“MixConv: Mixed Depthwise Convolutional Kernels”

Abstract

다양한 kernel size의 효과
- 다양한 kernel size의 조합은 모델의 accuracy 및 efficient를 향상 시킬 수 있다.
위를 바탕으로 depth-wise convolution(MixConv)제안
MixConv의 효과를 증명하기 위해서 AutoML을 결합

Introduction

Figure 1에서 볼 수 있듯이, kernel size가 클수록 모델의 성능이 올라간다고 할 수 없다. 올라가는 추세를 보이다가 k9*9를 넘어서면 accuracy가 떨어지는 것을 확인할 수 있다.

ConvNets 연구에서는 하나의 kernel size의 한계를 말한다. 결국 high-resolustion pattern을 위해서는 큰 kernel size가 필요하고 local-resolution pattern을 위해서는 작은 kernel-size가 필요하다.

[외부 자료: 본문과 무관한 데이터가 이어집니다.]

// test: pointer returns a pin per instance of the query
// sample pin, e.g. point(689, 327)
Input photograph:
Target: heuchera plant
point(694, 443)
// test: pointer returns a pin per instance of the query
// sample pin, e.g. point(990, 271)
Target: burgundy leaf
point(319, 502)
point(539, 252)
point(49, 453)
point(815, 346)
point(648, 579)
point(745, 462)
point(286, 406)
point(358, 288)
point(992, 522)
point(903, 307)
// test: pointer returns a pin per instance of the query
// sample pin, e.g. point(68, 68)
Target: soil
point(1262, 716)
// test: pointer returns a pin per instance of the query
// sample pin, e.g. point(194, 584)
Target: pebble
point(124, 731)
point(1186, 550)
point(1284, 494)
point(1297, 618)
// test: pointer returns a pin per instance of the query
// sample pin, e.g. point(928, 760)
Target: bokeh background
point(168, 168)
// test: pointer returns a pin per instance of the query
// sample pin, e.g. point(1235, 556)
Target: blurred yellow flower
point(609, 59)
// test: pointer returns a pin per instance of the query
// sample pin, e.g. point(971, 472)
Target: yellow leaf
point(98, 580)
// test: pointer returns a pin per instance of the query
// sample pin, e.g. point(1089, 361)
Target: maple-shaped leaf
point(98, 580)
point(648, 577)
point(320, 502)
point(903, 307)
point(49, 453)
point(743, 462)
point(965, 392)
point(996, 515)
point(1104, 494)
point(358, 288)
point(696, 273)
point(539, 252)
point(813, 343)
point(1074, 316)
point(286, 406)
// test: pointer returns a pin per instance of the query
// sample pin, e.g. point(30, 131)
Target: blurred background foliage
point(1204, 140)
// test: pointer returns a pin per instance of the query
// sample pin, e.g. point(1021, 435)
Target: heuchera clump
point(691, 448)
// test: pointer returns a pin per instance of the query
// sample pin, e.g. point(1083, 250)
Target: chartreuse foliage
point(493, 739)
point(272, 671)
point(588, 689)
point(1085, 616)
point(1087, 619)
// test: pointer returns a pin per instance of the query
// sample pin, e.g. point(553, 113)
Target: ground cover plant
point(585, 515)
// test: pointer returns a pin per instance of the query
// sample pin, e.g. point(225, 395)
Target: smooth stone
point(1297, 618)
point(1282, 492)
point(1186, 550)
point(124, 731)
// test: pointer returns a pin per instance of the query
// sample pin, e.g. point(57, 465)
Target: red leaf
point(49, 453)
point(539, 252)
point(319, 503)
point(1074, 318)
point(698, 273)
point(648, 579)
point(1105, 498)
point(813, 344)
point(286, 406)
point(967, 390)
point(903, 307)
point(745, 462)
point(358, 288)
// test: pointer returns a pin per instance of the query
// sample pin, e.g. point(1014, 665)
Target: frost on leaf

아래는 해당 논문의 MixConv의 개략적인 구조이다.

Efficient ConvNets
Multi-Scale Networks and Features
- 이전의 연구들은 모델 구조 자체를 변화시킴
- MixConv는 모델의 구조는 그대로 유지한채로 kernel size를 변화시키는 것이 목표
Neural Arichitecture Search

MixConv

MixConv는 하나의 depth wise convolution op에서 multiple kernel을 섞는 것이다. 기대효과는 다양한 타입의 pattern을 수집하는 것이다.

3.1 MixConv Feature Map

def mixconv(x, filters, **args):
  # x: input features with shape [N,H,W,C]
  # filters: a list of filters with shape [K_i, K_i, C_i, M_i] for i−th group.
  G = len(filters) # number of groups.
  y = []
  for xi, fi in zip(tf.split(x, G, axis=−1), filters):
  y.append(tf.nn.depthwise_conv2d(xi, fi, ∗∗args))
  return tf.concat(y, axis=−1)

$X^{(h, w, c)}$: input tensor with shape (h, w, c)
- h: height, w: width, c: channel
$W^{(k, k, c, m)}$ : depth wise convolution kernel
- $k \times k$ : kernel size
- $c$: input channel size
- $m$: output channel size
$Y^{(h, w, c*m)}$: same spatial shape (h, w), multiplied output channel size $m \cdot c$

$Y_{x, y, z} = \sum_{-\frac{k}{2} \le i \le \frac{k}{2}, -\frac{k}{2} \le j \le \frac{k}{2}} X_{x+i, y+j, \frac{z}{m}} \cdot W_{i, j, z} \ \ \ \forall z=1, \cdots, m \cdot c$

위의 식은 MixConv과 적용되는 과정을 수식화한 것이다. Input tensor를 g개의 그룹으로 분리하면 아래와 같다.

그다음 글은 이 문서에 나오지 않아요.